Friday, December 23, 2011

Inventor of Microscope Zacharias Janssen

Zacharias Janssen was born in 1580 in the country Windmills, Holland, and died at the age of 58 years or more precisely in 1638. is a scientist who originated from the Netherlands. His discovery of the most famous is the first microscope that is used to view objects that are very small in size and difficult to reach when using the naked eye. The invention of this microscope provides a major influence on the development of science and not a few of the great discoveries that are beneficial to world civilization examined using a microscope.
He realized very well that in this world there are objects with a smaller size and difficult to reach with the naked eye. In 1590, along with his father, he succeeded in creating a microscope by using convex and concave lenses to zoom in objects of very small size. The first focus adjustment mechanism for the microscope was made and perfected by Campini, a scientist who comes from Italy, in 1668.

The findings of the microscope when it encourages other scientists, including Galileo Galilei (Italy), to make the same tool. Even Galileo dririnya claim as the creator of the first that has made this tool in 1610.


Galileo completed in 1609 the manufacture of microscopes and microscopy are given the same name made by the inventor, the Galileo microscope. This type of microscope use optical lenses, so-called optical microscopes. Microscopes are assembled from optical lenses have limited ability in increasing the size of the object. This is caused by the diffraction limit of light is determined by the wavelength of light. Theoretically, the wavelength of light is only up to about 200 nanometers. To that end, the lens-based optical microscope can not observe the size below 200 nanometers.

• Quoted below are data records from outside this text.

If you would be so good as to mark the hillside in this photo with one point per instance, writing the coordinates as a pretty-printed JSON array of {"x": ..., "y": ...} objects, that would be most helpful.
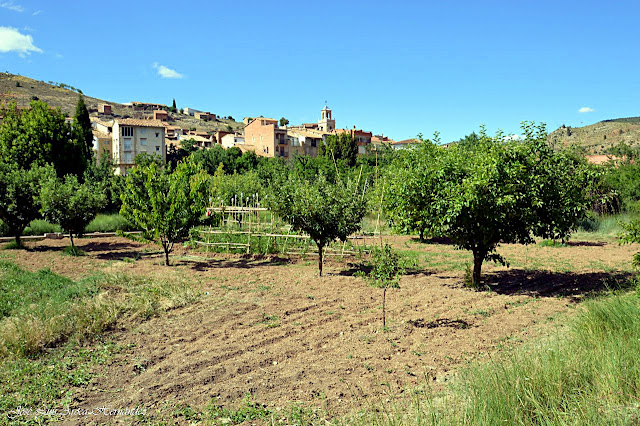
[
  {"x": 23, "y": 90},
  {"x": 599, "y": 137}
]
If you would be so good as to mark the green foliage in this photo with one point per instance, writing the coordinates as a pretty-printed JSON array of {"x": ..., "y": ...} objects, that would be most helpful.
[
  {"x": 341, "y": 148},
  {"x": 490, "y": 191},
  {"x": 165, "y": 205},
  {"x": 324, "y": 210},
  {"x": 101, "y": 176},
  {"x": 37, "y": 136},
  {"x": 109, "y": 223},
  {"x": 71, "y": 204},
  {"x": 386, "y": 269},
  {"x": 20, "y": 196}
]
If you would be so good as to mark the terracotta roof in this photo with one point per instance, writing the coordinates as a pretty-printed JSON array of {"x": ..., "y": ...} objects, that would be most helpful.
[
  {"x": 139, "y": 123},
  {"x": 405, "y": 142}
]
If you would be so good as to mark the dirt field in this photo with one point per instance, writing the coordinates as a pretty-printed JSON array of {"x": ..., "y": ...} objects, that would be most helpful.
[{"x": 272, "y": 328}]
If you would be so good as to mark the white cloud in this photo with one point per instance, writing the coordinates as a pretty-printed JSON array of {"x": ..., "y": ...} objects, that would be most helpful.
[
  {"x": 11, "y": 40},
  {"x": 9, "y": 5},
  {"x": 165, "y": 72}
]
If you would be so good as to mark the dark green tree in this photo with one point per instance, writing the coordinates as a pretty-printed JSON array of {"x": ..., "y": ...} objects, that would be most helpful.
[
  {"x": 20, "y": 195},
  {"x": 495, "y": 191},
  {"x": 324, "y": 210},
  {"x": 39, "y": 135},
  {"x": 165, "y": 204},
  {"x": 71, "y": 204}
]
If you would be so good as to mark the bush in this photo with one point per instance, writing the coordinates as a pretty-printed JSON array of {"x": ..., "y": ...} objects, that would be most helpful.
[{"x": 109, "y": 223}]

After that, a Dutch national named Antony van Leeuwenhoek (1632-1723) continues to develop microscopic magnification. Antony Van Leeuwenhoek's actually not a professional researcher or scientist. Is actually a profession as 'wine terster' in the city of Delft, The Netherlands. He used a magnifying glass to observe the fiber-seratpada cloth. But the great curiosity of the universe makes it one of the inventors of microbiology.

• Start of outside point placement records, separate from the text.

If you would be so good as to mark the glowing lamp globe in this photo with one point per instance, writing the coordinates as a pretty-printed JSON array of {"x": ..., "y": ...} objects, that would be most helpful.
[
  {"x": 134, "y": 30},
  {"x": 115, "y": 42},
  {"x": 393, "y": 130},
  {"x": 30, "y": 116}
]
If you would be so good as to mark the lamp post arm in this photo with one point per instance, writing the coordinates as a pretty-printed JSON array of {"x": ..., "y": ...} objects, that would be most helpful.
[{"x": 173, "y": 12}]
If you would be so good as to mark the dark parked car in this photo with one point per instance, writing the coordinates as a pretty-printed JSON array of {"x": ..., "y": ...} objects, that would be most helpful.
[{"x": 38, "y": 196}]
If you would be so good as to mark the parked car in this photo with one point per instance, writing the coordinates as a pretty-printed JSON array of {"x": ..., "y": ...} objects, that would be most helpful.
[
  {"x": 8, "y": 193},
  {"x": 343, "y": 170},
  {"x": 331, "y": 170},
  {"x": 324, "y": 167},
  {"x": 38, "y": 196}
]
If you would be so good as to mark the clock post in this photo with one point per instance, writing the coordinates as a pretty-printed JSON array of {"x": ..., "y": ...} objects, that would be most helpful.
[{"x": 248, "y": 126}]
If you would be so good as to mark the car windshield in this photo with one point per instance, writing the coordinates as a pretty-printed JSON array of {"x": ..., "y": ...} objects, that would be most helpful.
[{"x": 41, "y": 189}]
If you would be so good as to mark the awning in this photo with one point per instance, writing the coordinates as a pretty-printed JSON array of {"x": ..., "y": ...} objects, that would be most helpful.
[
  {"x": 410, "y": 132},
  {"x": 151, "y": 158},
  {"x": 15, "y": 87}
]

Leewenhoek using a very simple microscope to observe the river water, rain water, saliva, feces, and so forth. He is interested with many small objects that can move are not visible with the naked eye. He calls the move objects with 'animalcule' according to which the animals are very small. This discovery made him more enthusiastic in observing objects had to further improve the microscope. This is done by stacking more of the lens and put it on a silver plate. Finally Leewenhoek create a microscope that can magnify 250 200-300 times. Leewenhoek keep detailed results of these observations danmengirimkannya to the British Royal Society. One of the contents of his first letter on 7 September 1674 he described the presence of very small animals which is now known as protozoa. Between the years 1963-1723 he wrote more than 300 letters that reported various observations. One of them is the form of rods, cocci or spiral which is now known as bacteria. The findings make the world aware of the existence of a very small life forms that eventually gave birth to the science of microbiology.

When In Europe, the microscope has been known since the 17th century and used to see the animals kind of microbe. Interestingly, Japanese people love to use it for observing small insects, and the results of the books contain detailed descriptions of the concerning insects.